In press releases published ahead of its arrival, the museum's leadership stressed that this novel system would significantly speed up the process of rendering its collections digital: “Now, cost-effective, fast, and accurate automated digitization is within reach: By using the new and unique Entomology Conveyor, the Museum für Naturkunde Berlin will be able to massively speed up the digitization process.” 3 The rhetoric of “speeding-up” presented here is central to arguments made in favor of digitizing natural history collections and making biodiversity data more accessible. Researchers in natural history and (evolutionary) biology have emphasized the need to digitize on an unprecedented scale, to massively “scale up” and “accelerate” the process of making collections digital (see, e.g. Hedrick et al., 2020; Heerlien et al., 2015). This urgency is often linked, I observed, to a need to produce data for biodiversity and environmental research. Indeed, this literature regards specimens in natural history collections as untapped sources of data—they are therefore also referred to as “dark data” (see, e.g. Marshall et al., 2018). As the Director of the Smithsonian Museum of Natural History recently remarked about natural history collections in the New York Times, “It occurred to us that we each hold these amazing assets … We realized that we were presiding over these kingdoms of dark data.” 4 Once there is open access to historical specimen data, the argument goes, scientists will be able to make comparisons of species distribution over time, potentially helping to slow down or indeed halt climate-induced biodiversity losses. At the same time, the emphasis on mass-digitization draws attention to the role played by temporality in the production of digital data more generally. Not incidentally, when the term “big data” was first coined in the early 2000s, velocity was, alongside volume and variety, one of its key attributes (Kitchin and McArdle, 2016).
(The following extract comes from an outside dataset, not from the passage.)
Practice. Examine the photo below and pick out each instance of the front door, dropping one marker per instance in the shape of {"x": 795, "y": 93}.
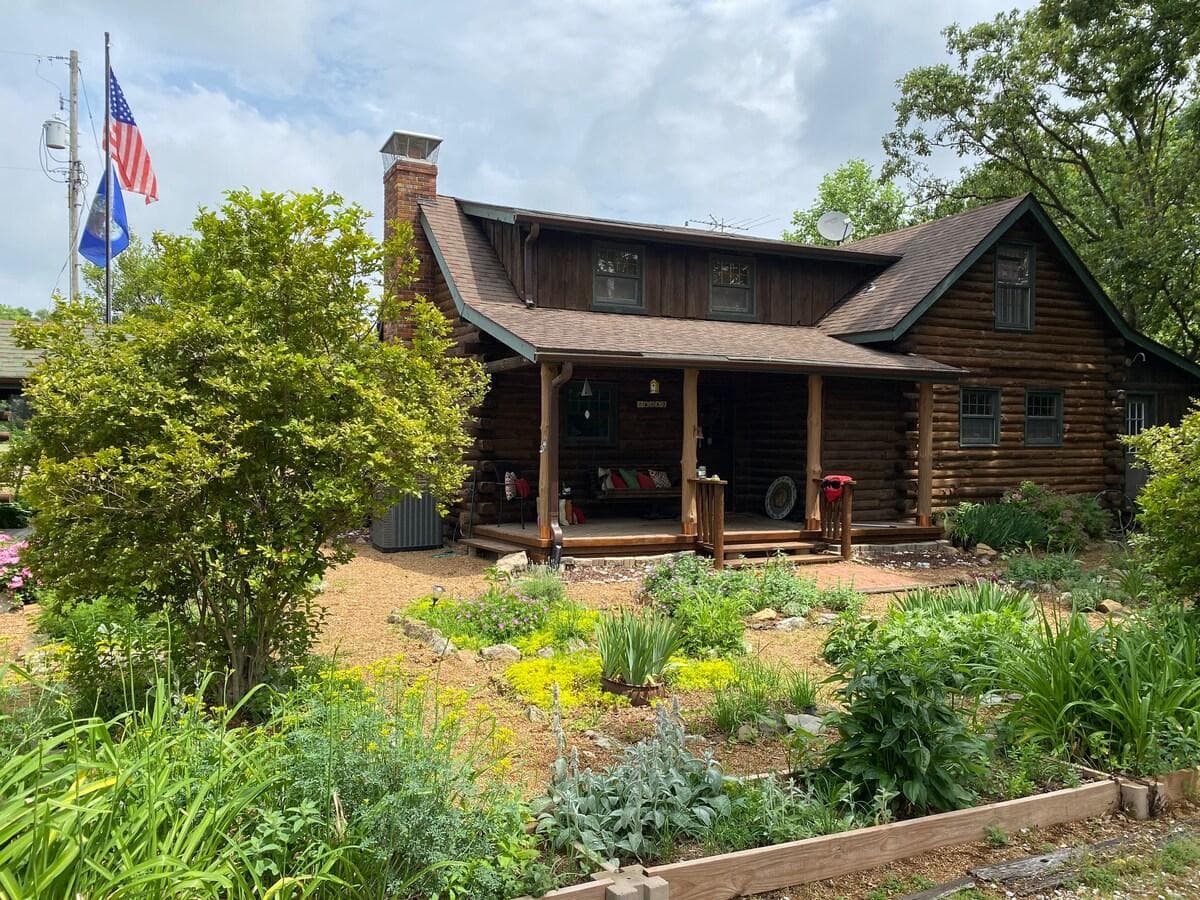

In this paper, I consider the project of mass-digitizing natural history collections through the lens of data production. I deliberately use the term “data production” here: I am not so much interested in practices surrounding the processing of data, that is, preparing them for analysis (see, e.g. Leonelli, 2019; Plantin, 2021), but more in the translation of physical objects into digital forms. In part, this is a byproduct of the institutional setting in which I conducted my research: for this natural history museum, the effort of transforming physical specimens into digital formats seemed to come before concerns about how the resulting data might subsequently be stored, managed, used, and maintained. Perhaps comparable to “big biology” initiatives (Davies et al., 2013) or border-control practices (Leese and Pollozek, 2023), biodiversity science is a field where the sheer availability of ever-more data is expected to contribute to the betterment of research and governance (in this case, through conservation and ecosystem management measures). However, the socio-material conditions of data production matter to how data is then processed and made available, and as such to how biodiversity crises are approached and managed. As the above already suggests, these are not purely technical processes (Thylstrup, 2018). I will show how the work of data production requires those digitizing to negotiate and grapple with different temporalities, arguing that attending to these differences can contribute to a further understanding of the politics of mass-digitization (Thylstrup, 2018). Paying attention to temporality offers insights into the misalignment of rhythms; the importance of informal cleaning labor; the negotiation of social, biological, and colonial temporalities in practices of label transcription; and the anticipatory and expansive logics of mass-digitization.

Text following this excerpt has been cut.